For this report, we focused on cloud-native data protection tools and did not include on-premises vendors previously covered in GigaOm’s Radar reports on hybrid cloud data protection (HCDP) for SMBs and large enterprises. Among the criteria for inclusion, we looked at both SaaS and pure-play software providers built with modern cloud principles (such as microservices or a serverless architecture) and using scalable storage paradigms. We also looked at each solution’s ability to predominantly protect SaaS, hyperscaler-native, and private cloud workloads while not abandoning traditional endpoint and enterprise workloads, ideally in multicloud scenarios. Finally, we also looked at solutions that offer seamless, cloud-like consumption models, offering pay-as-you-grow economics coupled with elastic scalability.
This is the second year that GigaOm has reported on the cloud-native data protection space in the context of our Sonar reports. This report builds on our previous analysis and considers how the market has evolved over the last year.
This GigaOm Sonar report provides an overview of the market’s vendors and their available offerings, outlines the key characteristics that prospective buyers should consider when evaluating solutions, and equips IT decision-makers with the information they need to select the best solution for their business and use case requirements.
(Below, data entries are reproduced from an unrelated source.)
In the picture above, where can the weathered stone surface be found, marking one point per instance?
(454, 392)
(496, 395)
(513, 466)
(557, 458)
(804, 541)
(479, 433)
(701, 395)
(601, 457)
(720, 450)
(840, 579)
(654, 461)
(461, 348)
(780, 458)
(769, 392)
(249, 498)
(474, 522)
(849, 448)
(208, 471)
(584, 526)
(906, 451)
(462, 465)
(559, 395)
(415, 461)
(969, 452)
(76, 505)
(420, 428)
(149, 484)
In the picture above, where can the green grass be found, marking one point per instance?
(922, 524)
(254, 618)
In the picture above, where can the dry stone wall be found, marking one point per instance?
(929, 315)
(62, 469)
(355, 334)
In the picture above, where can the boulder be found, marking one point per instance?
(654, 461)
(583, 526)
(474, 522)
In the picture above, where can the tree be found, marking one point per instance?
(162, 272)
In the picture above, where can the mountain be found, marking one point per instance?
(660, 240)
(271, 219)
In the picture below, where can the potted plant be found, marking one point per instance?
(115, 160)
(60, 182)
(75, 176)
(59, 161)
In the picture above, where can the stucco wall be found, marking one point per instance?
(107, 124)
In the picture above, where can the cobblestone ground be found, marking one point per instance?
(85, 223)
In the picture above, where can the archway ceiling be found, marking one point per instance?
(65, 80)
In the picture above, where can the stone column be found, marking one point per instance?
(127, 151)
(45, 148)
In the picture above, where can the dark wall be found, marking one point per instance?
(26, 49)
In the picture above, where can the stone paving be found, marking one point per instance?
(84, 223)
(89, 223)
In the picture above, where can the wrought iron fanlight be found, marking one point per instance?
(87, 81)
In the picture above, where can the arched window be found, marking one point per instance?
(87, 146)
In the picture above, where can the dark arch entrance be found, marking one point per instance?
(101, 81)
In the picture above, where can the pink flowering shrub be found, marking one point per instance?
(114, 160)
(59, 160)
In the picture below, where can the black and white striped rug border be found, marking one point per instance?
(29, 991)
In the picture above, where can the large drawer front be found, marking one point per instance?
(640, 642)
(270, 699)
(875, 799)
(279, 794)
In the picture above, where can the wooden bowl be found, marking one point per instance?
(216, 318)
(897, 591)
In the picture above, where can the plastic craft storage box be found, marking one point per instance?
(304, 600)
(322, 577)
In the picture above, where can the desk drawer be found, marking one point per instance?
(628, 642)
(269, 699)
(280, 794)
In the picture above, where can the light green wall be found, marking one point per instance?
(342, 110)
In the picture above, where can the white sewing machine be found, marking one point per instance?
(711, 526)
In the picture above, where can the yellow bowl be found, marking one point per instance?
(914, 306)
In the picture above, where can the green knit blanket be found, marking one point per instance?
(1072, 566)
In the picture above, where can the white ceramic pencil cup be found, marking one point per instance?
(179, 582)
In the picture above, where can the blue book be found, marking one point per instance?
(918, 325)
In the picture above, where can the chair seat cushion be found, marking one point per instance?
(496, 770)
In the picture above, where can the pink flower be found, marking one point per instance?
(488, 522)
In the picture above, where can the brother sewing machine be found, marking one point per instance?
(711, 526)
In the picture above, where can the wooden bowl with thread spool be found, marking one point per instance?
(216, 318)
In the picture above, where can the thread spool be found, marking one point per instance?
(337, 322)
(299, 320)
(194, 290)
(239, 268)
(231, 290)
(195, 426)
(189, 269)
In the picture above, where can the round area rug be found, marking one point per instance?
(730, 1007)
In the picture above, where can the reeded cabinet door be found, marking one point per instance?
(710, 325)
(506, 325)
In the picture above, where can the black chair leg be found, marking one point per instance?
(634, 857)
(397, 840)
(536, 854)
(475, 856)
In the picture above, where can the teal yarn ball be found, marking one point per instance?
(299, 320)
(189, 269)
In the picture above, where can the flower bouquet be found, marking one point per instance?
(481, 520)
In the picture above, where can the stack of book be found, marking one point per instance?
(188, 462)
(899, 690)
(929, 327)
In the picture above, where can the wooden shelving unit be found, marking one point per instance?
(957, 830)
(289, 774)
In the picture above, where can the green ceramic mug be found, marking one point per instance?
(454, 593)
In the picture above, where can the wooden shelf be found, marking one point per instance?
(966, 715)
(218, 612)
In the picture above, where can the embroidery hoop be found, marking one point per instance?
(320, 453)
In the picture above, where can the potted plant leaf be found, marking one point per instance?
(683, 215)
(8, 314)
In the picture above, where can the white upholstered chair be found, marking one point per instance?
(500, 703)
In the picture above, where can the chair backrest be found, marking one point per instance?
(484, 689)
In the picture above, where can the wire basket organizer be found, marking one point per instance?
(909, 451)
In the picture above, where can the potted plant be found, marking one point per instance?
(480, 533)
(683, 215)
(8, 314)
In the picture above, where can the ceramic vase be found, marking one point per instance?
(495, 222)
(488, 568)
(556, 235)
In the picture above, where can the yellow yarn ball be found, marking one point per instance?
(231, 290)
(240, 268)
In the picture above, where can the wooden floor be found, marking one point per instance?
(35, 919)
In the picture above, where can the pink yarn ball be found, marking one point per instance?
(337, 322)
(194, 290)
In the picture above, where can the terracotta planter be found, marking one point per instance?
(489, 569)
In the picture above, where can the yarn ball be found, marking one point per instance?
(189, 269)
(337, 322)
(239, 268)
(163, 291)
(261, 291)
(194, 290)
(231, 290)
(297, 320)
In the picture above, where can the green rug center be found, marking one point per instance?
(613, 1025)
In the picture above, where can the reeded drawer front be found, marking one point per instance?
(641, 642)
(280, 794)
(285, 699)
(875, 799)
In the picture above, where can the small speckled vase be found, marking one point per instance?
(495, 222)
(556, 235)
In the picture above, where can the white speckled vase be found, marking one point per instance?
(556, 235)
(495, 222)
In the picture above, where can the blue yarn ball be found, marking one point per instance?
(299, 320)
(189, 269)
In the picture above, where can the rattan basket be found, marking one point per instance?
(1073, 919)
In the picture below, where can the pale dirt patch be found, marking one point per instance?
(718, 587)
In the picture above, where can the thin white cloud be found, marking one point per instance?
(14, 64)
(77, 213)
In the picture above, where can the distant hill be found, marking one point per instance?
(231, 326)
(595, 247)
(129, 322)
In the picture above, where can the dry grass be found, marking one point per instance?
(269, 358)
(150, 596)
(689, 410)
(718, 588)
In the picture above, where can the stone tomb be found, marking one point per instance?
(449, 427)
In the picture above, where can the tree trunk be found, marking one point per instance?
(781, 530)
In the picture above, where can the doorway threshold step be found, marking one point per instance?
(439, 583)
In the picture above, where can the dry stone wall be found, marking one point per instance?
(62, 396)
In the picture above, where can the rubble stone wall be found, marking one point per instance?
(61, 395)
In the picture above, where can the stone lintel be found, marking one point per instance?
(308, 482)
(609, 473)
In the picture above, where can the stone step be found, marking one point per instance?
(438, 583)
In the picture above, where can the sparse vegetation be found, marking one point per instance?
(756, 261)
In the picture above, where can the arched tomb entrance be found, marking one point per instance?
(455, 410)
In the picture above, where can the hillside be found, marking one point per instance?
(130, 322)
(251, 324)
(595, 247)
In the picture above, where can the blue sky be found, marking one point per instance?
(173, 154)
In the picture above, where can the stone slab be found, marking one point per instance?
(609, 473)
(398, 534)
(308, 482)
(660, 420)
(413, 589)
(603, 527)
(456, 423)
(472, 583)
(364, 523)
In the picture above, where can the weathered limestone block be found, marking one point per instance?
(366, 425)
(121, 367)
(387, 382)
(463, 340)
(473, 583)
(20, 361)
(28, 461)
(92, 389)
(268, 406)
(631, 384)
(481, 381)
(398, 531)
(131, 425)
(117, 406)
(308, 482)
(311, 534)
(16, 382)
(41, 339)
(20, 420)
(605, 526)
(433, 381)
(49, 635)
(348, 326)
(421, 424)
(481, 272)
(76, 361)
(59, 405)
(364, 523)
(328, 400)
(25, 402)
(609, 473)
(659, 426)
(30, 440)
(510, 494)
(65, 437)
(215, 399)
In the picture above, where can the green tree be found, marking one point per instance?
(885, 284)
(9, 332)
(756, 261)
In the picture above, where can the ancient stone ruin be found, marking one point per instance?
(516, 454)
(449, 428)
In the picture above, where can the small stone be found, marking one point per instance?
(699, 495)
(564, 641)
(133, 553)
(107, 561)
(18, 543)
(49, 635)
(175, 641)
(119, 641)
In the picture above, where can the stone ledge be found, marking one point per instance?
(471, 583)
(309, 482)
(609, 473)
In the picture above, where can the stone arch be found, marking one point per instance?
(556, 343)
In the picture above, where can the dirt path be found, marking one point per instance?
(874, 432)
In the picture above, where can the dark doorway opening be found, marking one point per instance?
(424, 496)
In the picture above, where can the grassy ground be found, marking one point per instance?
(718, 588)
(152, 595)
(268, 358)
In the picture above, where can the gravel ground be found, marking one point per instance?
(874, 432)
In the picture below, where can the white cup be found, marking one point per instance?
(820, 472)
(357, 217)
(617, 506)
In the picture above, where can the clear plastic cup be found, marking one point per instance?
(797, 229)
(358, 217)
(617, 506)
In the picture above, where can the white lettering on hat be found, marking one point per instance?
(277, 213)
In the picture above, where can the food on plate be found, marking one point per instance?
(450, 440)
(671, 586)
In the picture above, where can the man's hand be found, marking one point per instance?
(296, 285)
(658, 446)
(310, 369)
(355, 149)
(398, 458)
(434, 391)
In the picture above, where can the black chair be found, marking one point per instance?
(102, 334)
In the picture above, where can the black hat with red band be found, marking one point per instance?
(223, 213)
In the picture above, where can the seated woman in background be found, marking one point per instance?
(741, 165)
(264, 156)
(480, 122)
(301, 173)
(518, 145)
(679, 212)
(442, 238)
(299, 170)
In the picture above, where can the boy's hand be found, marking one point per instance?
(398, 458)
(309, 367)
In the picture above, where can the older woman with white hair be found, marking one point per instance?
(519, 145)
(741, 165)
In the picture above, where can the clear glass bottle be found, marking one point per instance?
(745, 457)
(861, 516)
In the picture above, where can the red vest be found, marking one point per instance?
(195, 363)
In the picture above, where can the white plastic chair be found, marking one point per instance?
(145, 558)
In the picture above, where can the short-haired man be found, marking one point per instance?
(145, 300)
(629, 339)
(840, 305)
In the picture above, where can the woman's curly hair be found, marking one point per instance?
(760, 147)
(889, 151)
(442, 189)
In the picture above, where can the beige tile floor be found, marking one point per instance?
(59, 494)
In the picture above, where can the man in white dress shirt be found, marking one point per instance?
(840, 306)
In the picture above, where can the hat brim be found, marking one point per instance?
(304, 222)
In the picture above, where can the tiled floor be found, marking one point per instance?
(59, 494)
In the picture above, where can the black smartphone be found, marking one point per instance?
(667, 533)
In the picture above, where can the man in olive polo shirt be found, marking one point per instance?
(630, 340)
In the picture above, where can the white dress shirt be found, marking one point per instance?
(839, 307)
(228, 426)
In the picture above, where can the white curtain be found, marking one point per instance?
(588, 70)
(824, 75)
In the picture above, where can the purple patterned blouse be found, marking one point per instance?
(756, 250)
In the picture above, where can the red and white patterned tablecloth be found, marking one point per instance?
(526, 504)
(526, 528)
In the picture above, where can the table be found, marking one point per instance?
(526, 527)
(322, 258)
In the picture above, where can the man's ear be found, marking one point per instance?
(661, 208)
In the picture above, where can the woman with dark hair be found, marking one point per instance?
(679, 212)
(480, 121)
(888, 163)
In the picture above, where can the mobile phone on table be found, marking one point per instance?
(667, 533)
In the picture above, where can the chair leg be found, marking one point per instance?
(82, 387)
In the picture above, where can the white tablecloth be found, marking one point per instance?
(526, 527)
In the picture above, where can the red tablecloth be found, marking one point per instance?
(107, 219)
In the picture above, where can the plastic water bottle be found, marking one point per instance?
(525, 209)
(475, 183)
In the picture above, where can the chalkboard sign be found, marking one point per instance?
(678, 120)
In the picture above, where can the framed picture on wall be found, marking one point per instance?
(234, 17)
ABOUT THE GIGAOM SONAR REPORT
This GigaOm report focuses on emerging technologies and market segments. It helps organizations of all sizes to understand a new technology, its strengths and its weaknesses, and how it can fit into the overall IT strategy. The report is organized into five sections:
- Overview: An overview of the technology, its major benefits, and possible use cases, as well as an exploration of product implementations already available in the market.
- Considerations for Adoption: An analysis of the potential risks and benefits of introducing products based on this technology in an enterprise IT scenario. We look at table stakes and key differentiating features, as well as considerations for how to integrate the new product into the existing environment.
- GigaOm Sonar Chart: A graphical representation of the market and its most important players, focused on their value proposition and their roadmap for the future.
- Vendor Insights: A breakdown of each vendor’s offering in the sector, scored across key characteristics for enterprise adoption.
- Near-Term Roadmap: 12- to 18-month forecast of the future development of the technology, its ecosystem, and major players in this market segment.